While Anatomic TNM staging provides a more straightforward and easily applied system for classification of BC, the newly developed PS is arguably a more comprehensive approach. PS takes account of major recent advances in our understanding of BC at cellular level and more accurately predicts patient outcome [31-35]. A recent study of deceased patients found that PS separated patients according to overall survival time [36]. The value of incorporating biomarkers with pathological stage into a staging index to improve prognostication has previously been demonstrated by Yi et al. [37] at MD Anderson. This index was developed prior to the routine use of trastuzumab-based chemotherapy for patients with HER2-positive BC and highlights the need for regular updating of a so-called “living index.”

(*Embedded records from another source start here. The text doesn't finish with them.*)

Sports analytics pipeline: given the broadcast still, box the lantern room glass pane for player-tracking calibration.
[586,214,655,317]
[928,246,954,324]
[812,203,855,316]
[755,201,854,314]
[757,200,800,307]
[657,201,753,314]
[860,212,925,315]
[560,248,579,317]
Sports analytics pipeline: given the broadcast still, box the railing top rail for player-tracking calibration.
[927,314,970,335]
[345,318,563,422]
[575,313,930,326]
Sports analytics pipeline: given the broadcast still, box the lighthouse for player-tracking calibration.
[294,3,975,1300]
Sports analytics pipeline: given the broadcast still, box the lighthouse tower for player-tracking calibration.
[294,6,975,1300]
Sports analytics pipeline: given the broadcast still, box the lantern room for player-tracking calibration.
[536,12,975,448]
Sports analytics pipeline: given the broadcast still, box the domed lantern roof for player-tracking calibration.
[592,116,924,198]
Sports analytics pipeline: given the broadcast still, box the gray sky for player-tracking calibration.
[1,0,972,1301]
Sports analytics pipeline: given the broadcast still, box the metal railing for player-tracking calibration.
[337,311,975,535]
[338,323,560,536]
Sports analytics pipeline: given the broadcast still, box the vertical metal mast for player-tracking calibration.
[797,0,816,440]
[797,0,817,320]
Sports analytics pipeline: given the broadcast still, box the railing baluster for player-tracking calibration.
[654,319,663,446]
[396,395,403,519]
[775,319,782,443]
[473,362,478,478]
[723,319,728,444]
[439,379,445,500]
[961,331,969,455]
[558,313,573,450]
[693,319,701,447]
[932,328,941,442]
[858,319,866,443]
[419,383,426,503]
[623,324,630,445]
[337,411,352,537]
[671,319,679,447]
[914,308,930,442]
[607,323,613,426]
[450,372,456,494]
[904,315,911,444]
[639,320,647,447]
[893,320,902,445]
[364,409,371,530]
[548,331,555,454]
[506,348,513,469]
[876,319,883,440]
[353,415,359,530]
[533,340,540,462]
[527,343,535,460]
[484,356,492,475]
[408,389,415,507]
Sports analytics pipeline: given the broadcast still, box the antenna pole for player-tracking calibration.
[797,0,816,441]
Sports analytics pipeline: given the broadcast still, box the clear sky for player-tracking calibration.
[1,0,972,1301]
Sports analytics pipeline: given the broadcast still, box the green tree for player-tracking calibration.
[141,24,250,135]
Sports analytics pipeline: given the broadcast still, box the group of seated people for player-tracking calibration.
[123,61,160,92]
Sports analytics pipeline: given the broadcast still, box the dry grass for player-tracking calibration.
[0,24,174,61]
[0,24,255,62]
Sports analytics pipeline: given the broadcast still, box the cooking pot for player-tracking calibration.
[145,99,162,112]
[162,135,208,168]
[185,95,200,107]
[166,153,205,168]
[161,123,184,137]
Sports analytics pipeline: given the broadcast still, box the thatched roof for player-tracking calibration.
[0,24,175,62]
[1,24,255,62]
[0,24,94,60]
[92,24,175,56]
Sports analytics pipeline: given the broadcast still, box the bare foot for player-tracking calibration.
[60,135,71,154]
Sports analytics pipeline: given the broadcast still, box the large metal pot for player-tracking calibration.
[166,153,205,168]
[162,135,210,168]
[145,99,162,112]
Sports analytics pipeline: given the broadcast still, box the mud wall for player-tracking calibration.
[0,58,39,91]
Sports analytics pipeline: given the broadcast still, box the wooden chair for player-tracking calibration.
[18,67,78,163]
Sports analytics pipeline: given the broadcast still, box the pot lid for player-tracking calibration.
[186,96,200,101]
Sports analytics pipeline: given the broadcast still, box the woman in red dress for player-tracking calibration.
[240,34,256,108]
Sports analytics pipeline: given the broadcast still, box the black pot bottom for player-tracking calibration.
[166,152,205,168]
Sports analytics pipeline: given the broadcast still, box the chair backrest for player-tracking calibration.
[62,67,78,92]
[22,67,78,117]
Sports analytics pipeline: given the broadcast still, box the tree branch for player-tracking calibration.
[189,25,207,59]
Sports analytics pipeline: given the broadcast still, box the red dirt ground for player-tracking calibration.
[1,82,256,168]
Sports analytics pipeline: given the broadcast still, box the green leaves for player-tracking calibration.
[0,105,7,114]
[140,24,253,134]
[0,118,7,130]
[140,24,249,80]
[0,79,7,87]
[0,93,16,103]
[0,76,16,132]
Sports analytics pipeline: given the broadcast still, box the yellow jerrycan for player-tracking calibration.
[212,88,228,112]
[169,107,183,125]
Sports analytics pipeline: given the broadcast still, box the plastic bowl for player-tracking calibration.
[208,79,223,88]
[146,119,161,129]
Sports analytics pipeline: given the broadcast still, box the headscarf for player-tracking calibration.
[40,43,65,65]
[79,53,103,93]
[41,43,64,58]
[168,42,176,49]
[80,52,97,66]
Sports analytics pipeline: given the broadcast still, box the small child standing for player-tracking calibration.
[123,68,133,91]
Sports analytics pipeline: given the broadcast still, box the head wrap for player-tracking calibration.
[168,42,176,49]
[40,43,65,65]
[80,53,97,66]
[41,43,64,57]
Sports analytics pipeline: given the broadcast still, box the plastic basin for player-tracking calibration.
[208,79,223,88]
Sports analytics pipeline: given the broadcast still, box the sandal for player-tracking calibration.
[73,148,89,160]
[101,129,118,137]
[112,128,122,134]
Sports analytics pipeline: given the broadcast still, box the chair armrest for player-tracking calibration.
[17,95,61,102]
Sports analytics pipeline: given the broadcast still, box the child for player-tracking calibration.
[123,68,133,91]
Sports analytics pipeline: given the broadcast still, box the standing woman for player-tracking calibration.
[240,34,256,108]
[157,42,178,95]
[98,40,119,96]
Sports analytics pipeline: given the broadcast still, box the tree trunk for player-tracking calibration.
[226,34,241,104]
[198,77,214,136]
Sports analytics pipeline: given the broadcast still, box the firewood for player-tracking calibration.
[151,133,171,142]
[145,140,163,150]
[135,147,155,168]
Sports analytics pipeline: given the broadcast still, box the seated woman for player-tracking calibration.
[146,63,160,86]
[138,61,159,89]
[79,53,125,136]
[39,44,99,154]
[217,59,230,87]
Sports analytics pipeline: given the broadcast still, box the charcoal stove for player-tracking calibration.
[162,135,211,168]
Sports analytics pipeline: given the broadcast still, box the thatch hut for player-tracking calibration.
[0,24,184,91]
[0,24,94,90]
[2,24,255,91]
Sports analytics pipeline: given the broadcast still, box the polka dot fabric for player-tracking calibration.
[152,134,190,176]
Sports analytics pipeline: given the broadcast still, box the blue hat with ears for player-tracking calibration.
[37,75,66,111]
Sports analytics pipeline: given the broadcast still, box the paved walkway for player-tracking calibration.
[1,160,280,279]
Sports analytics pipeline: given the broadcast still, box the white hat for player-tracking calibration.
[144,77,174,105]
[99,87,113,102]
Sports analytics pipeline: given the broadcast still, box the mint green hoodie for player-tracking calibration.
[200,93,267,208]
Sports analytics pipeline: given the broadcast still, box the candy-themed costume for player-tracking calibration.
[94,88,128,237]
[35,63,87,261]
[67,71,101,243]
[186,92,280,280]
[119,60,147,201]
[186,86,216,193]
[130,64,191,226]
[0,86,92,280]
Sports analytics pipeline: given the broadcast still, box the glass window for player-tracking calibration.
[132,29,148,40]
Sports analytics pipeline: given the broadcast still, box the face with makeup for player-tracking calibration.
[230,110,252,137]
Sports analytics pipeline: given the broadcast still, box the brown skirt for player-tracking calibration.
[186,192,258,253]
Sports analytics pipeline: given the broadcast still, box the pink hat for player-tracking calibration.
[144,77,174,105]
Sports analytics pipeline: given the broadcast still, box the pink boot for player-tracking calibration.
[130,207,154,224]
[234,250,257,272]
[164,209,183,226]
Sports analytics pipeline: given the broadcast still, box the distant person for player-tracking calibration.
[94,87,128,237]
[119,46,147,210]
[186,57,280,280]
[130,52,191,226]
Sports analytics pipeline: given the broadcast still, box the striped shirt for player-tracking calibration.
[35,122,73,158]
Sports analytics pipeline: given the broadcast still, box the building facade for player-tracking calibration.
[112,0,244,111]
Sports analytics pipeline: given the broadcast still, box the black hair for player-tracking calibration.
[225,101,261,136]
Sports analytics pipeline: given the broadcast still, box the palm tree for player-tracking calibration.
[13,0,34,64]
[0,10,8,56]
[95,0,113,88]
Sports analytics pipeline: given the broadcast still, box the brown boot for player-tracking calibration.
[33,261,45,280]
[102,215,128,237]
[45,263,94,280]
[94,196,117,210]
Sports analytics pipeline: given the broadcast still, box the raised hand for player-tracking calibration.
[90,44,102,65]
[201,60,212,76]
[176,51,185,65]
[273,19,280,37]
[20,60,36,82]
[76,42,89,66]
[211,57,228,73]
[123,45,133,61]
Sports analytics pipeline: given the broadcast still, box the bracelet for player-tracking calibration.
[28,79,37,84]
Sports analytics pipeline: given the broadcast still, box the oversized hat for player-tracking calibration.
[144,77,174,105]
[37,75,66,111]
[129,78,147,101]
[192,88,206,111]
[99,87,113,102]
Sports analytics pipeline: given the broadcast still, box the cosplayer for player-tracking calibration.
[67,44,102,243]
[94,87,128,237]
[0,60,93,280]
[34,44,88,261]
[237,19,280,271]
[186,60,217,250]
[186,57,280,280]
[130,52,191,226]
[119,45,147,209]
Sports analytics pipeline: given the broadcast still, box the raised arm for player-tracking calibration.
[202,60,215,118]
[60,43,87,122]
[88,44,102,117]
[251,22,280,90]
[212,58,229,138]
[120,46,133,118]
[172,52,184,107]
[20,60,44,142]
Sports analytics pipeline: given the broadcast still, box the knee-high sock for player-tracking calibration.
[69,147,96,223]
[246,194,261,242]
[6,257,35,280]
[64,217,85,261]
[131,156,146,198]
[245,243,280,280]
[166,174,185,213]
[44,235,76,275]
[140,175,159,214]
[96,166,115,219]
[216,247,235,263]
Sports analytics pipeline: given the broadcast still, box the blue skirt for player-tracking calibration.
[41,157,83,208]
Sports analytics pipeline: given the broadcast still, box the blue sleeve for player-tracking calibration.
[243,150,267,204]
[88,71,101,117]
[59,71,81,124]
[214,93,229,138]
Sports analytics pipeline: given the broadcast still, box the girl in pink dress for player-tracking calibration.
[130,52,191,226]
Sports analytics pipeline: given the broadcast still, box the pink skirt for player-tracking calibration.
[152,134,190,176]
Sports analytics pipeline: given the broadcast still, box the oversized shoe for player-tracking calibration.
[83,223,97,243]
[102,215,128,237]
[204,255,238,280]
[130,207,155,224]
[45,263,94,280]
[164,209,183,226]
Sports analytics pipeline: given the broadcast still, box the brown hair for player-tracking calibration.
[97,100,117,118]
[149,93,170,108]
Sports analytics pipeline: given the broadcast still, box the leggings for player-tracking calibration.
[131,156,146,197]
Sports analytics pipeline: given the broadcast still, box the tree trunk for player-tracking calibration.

Difficulties with the proposed PS include the complex nature of the staging system with potential for lack of reproducibility [38]. Realisation that certain tumour profiles could not be assigned a PS has been addressed in a recent update [39]. More serious drawbacks include restriction of PS to patients who undergo surgery as their primary treatment in an era where many patients with HER2-positive and triple-negative breast tumours receive neoadjuvant chemotherapy. Disparity in staging and loss of information internationally will inevitably result from unequal access to biomarker studies. Within the more developed countries, variable access to multigene panels and economic considerations [40] will lead to differences in stage even with adoption of this new approach to BC. The availability of multiple genomic assays with varying concordance for individual patients is another confounding factor [41-45]. Inclusion of multigene assay results will necessitate regular updating and reformatting of modified PS as evidence of their clinical validity emerges [44, 46]. Improved understanding of BC heterogeneity at morphological and molecular level with implications for the efficacy of targeted therapy [47] will also need to be considered.
In conclusion, our study demonstrates that application of PS, including that modified by a low Oncotype DX® RS, results in tumour downstaging in approximately 20% of patients with early BC. In this series of patient with early BC, upstaging was seen in 9% of patients when staged according to PS and was primarily due to the impact of high histological grade. This new approach to BC staging aims to synthesise the anatomic extent and biological properties of a tumour such that the prognostic implication of a particular stage takes account of the likely response to personalised therapy [48]. Disadvantages include the potential for loss of epidemiological information internationally due to unequal access to biomarker and multigene assays and the need for regular updating as new predictive tests and evidence for their clinical validity emerges.
Statement of Ethics
The authors have consulted the journal policy regarding compliance with ethical standards and state that accepted principles of ethical and professional conduct have been applied to this study.
Disclosure Statement
The authors declare that they have no conflict of interest.